The anesthetic methods (AM 1 & AM 2) were also used in two different groups (2 & 3) of the patients who undertook unilateral intravitreal therapy. Our results suggested that patients of 2nd group had a better pain relief (2.38) than patients of 3rd one (2.66) although this difference was not statistically significant. Interestingly, the vision change was different between these groups. In 2nd group the vision was reduced whereas, in 3rd group, the vision was improved and this result may explain the non-statistical significant difference between the anesthetic methods in these two groups. In a recent study, patients whose vision had improved from their previous injection reported a significantly lower average pain score than those who did not show improvement . Perhaps the mental satisfaction with the knowledge that the treatment was working helped patients overcome the physical pain that they were likely to experience.

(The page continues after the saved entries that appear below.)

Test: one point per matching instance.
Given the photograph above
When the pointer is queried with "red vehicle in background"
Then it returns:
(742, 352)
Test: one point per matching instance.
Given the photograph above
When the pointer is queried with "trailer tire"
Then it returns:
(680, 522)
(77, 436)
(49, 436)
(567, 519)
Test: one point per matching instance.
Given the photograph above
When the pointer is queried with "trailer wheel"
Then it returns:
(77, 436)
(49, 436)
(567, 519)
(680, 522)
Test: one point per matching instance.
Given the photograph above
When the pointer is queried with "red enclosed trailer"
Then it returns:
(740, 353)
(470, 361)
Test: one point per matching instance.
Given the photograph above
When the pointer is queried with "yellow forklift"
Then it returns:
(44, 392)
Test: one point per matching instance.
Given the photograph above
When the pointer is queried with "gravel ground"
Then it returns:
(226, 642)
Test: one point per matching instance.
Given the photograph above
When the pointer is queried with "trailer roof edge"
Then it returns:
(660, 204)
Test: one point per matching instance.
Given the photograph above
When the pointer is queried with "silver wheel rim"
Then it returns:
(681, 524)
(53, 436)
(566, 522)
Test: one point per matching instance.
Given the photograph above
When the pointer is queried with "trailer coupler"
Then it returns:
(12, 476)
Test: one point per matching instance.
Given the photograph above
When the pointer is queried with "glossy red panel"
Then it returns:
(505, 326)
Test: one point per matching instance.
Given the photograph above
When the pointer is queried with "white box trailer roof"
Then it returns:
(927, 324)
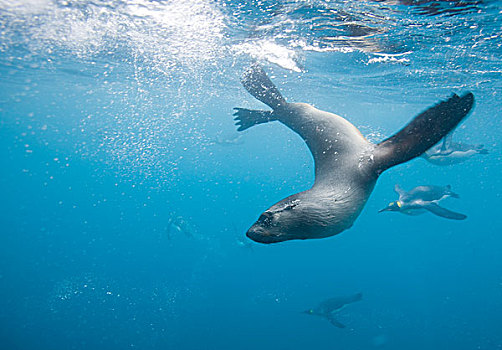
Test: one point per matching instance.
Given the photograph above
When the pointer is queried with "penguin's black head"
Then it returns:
(393, 206)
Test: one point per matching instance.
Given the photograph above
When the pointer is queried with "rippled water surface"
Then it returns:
(127, 191)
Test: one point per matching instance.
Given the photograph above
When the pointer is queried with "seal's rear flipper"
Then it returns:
(246, 118)
(444, 213)
(423, 132)
(335, 323)
(258, 84)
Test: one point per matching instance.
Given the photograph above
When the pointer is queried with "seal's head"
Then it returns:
(393, 206)
(301, 216)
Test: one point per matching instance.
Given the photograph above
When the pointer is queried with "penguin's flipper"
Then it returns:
(444, 213)
(335, 323)
(258, 84)
(423, 132)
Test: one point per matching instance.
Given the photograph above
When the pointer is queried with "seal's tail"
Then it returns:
(258, 84)
(423, 132)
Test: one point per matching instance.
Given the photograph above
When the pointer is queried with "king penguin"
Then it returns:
(424, 198)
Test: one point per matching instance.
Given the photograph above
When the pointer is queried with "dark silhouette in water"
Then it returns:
(449, 152)
(422, 199)
(347, 166)
(330, 307)
(178, 225)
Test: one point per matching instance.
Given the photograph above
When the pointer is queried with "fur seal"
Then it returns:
(328, 308)
(424, 198)
(347, 166)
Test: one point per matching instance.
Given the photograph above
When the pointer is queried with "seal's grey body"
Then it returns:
(449, 152)
(422, 199)
(328, 308)
(346, 164)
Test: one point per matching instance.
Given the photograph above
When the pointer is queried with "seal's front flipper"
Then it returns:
(335, 323)
(423, 132)
(258, 84)
(246, 118)
(444, 213)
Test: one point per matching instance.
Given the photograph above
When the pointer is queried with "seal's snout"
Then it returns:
(260, 235)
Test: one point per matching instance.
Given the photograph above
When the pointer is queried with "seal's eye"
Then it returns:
(265, 219)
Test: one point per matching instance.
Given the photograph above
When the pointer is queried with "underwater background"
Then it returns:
(126, 190)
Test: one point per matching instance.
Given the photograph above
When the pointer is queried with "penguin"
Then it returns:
(449, 152)
(328, 308)
(424, 198)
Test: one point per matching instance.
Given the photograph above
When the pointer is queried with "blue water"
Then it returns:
(127, 191)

Before commencing our study, the only published data on topical ocular surface anesthesia with ropivacaine were cataract and pterygium extraction operations [9-11]. We wished to determine whether ropivacaine as the sole anesthetic could provide satisfactory ocular surface anesthesia for intraocular injection procedure. However, before commencing the study, our impression with ropivacaine 0.02 % was that it provoked patient’s itching and burning sensation topically. Hence, we opted for a combination of proparacaine 0.05% with ropivacaine 0.02%, as ropivacaine is not currently available in ophthalmic solution. It should be interesting to try out an ophthalmic solution of ropivacaine in the future, as the sole anesthetic for intravitreal injections, avoiding the relative topical adverse effects.

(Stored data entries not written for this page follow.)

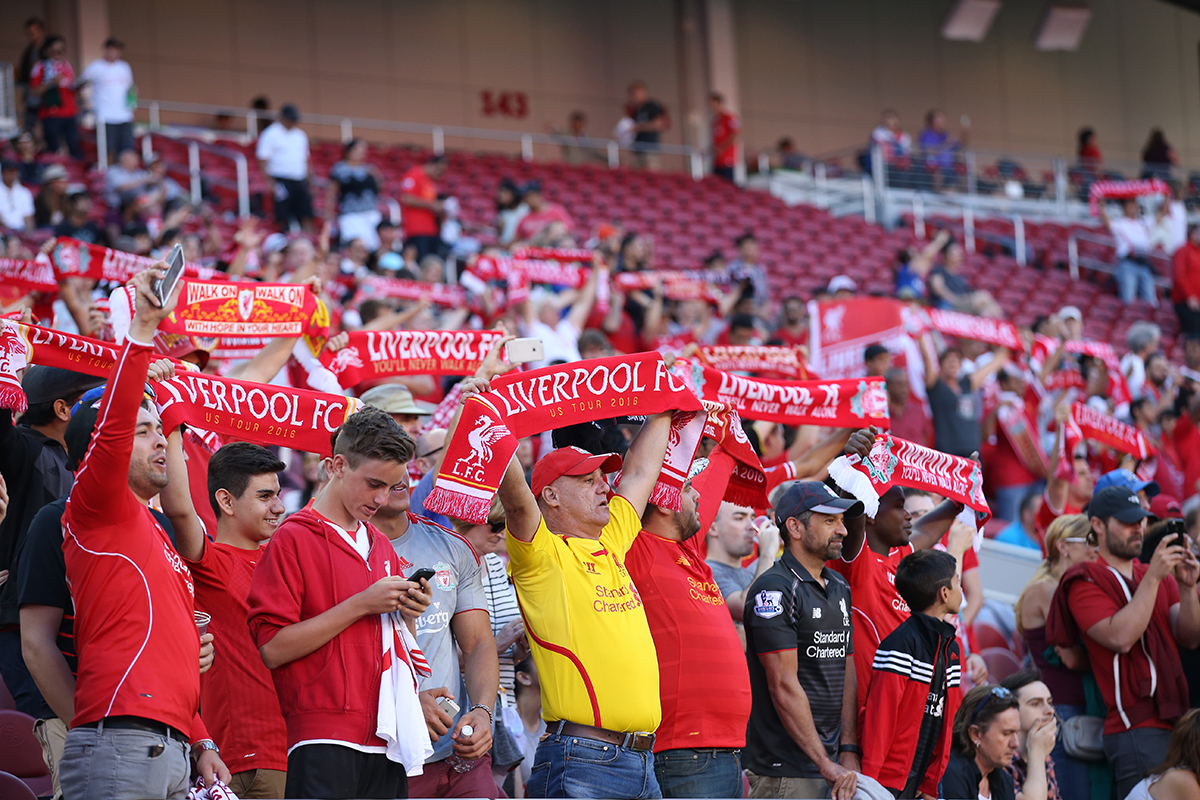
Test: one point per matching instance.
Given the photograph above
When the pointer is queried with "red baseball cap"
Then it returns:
(1164, 506)
(570, 461)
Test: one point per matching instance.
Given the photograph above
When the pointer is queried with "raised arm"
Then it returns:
(643, 461)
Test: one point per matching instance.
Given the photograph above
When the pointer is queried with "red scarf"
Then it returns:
(29, 275)
(897, 462)
(73, 258)
(259, 310)
(748, 481)
(784, 361)
(568, 254)
(383, 288)
(1123, 190)
(526, 403)
(847, 403)
(1086, 422)
(387, 354)
(237, 409)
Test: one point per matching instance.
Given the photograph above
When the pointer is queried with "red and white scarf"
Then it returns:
(526, 403)
(385, 354)
(29, 275)
(898, 462)
(748, 480)
(1086, 422)
(1113, 190)
(784, 361)
(73, 258)
(846, 403)
(258, 310)
(234, 409)
(377, 287)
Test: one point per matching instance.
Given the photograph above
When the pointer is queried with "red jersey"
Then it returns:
(331, 693)
(1127, 707)
(417, 221)
(877, 606)
(725, 125)
(47, 71)
(705, 686)
(133, 629)
(535, 221)
(237, 693)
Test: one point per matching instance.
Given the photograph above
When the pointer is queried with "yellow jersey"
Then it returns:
(587, 626)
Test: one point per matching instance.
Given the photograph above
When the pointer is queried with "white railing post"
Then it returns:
(101, 143)
(1019, 236)
(193, 170)
(243, 186)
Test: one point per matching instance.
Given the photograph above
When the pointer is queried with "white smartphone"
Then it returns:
(525, 350)
(166, 287)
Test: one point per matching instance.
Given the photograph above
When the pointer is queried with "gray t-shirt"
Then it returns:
(731, 579)
(457, 587)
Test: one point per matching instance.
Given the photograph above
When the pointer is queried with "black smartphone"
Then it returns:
(1179, 529)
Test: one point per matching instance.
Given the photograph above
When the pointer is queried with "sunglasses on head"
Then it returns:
(996, 692)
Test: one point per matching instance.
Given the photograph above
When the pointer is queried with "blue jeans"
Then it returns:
(1134, 278)
(1074, 782)
(574, 767)
(699, 773)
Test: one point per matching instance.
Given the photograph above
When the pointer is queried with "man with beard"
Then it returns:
(802, 738)
(702, 675)
(455, 620)
(138, 690)
(1134, 618)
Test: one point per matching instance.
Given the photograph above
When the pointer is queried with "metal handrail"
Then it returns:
(437, 133)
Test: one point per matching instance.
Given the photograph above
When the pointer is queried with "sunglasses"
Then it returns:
(996, 692)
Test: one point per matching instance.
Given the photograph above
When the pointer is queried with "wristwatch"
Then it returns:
(203, 745)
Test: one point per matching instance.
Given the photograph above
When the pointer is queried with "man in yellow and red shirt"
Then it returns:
(587, 627)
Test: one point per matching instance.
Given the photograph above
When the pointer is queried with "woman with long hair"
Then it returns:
(1067, 545)
(1179, 776)
(987, 737)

To date, our study validates the reports that topical anesthesia can be considered as the gold standard anesthetic method for intravitreal injections. Moreover, we conclude that the combination of proparacaine 0.5%-as short acting anesthetic-with ropivacaine 0.2%-as long acting anesthetic-seems to be an effective anesthetic option which provides patients with high rates of pain control and overall satisfaction during the office based intravitreal injection procedure and may be superior to proparacaine 0.5% alone. A future production of ropivacaine’s ophthalmic solution should be considerably useful and could provide another efficient way of topical anesthesia for several ocular operations.
| ||AM 1 ||AM 2 ||P value |
|Age ||Mean=70.26 || |
|Gender || |
|VA Change ||0.02189 ||-0.00245 ||P=0.242 |
|Number of injections ||10.18 ||9.18 ||P= 0.359 |
Table 1: Group 1 (Crossover) demographic characteristics of patients and clinical history.

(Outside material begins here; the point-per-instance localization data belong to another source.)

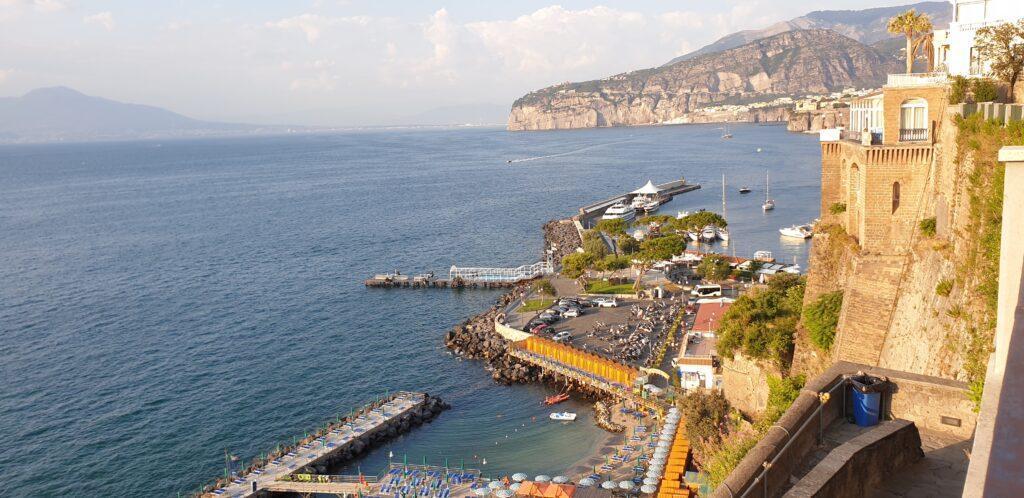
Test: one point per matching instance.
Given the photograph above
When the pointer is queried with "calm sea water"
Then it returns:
(161, 302)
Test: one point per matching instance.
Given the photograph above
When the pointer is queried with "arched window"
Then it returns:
(895, 196)
(913, 120)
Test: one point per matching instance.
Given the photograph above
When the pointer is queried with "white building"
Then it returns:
(954, 51)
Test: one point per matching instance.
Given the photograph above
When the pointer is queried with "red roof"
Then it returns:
(709, 316)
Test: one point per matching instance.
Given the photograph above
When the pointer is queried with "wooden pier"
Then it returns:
(276, 475)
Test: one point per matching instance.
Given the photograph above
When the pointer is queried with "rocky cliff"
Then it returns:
(788, 64)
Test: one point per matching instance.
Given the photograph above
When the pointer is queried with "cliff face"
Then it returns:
(790, 64)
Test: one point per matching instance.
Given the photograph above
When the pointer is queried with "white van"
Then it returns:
(711, 290)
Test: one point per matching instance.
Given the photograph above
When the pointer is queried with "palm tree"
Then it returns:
(915, 28)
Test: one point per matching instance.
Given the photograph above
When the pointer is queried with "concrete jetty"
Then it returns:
(396, 413)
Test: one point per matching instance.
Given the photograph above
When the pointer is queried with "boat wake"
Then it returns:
(578, 151)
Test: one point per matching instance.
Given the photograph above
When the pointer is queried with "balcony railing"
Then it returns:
(912, 134)
(918, 79)
(857, 136)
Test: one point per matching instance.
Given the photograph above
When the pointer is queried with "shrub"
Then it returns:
(574, 264)
(611, 262)
(984, 90)
(714, 267)
(928, 226)
(761, 324)
(957, 90)
(627, 244)
(821, 317)
(611, 226)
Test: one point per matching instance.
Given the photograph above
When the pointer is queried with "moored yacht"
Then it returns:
(620, 211)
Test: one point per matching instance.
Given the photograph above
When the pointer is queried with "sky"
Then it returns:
(344, 63)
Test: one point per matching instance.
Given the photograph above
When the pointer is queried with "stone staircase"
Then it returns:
(867, 306)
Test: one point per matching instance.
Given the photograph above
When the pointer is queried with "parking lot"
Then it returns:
(628, 333)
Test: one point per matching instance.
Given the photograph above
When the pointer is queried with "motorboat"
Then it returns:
(797, 232)
(563, 416)
(769, 203)
(620, 211)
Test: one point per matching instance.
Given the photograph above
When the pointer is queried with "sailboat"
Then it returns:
(723, 233)
(769, 203)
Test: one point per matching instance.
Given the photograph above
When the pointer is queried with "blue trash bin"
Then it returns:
(865, 408)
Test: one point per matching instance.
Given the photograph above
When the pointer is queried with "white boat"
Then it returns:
(620, 211)
(769, 203)
(797, 232)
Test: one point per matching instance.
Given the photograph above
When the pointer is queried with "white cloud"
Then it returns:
(312, 26)
(105, 19)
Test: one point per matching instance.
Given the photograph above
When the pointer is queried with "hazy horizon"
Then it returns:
(351, 63)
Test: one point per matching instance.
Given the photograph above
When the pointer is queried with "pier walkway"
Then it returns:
(275, 475)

| ||AM 1 (Group 2) ||AM 2 (Group 3) ||P value |
|Age ||Mean=72.64 ||Mean=71.32 ||P=0.420 |
|Gender ||Male=30 ||Male=33 ||P=0.712 |
|Female=28 ||Female=26 |
|VA Change ||-0.048284 ||0.020610 ||P=0.018 |
|Number of injections ||9.66 ||11.05 ||P = 0.499 |
Table 2: Group 2 & 3; Demographic characteristics of patients and clinical history.
| ||Group ||AM 1 ||AM 2 ||P value |
|Pain score ||1 ||2.61 ||3.26 ||P=0.039 |
|2 ||2.38 || ||P=0.426 |
|3 || ||2.66 |
Table 3: Comparison of pain sensation after Proparacaine 0.5%+Ropivacaine 0.2% (AM 1) versus Proparacaine 0.5% (AM 2) in the study.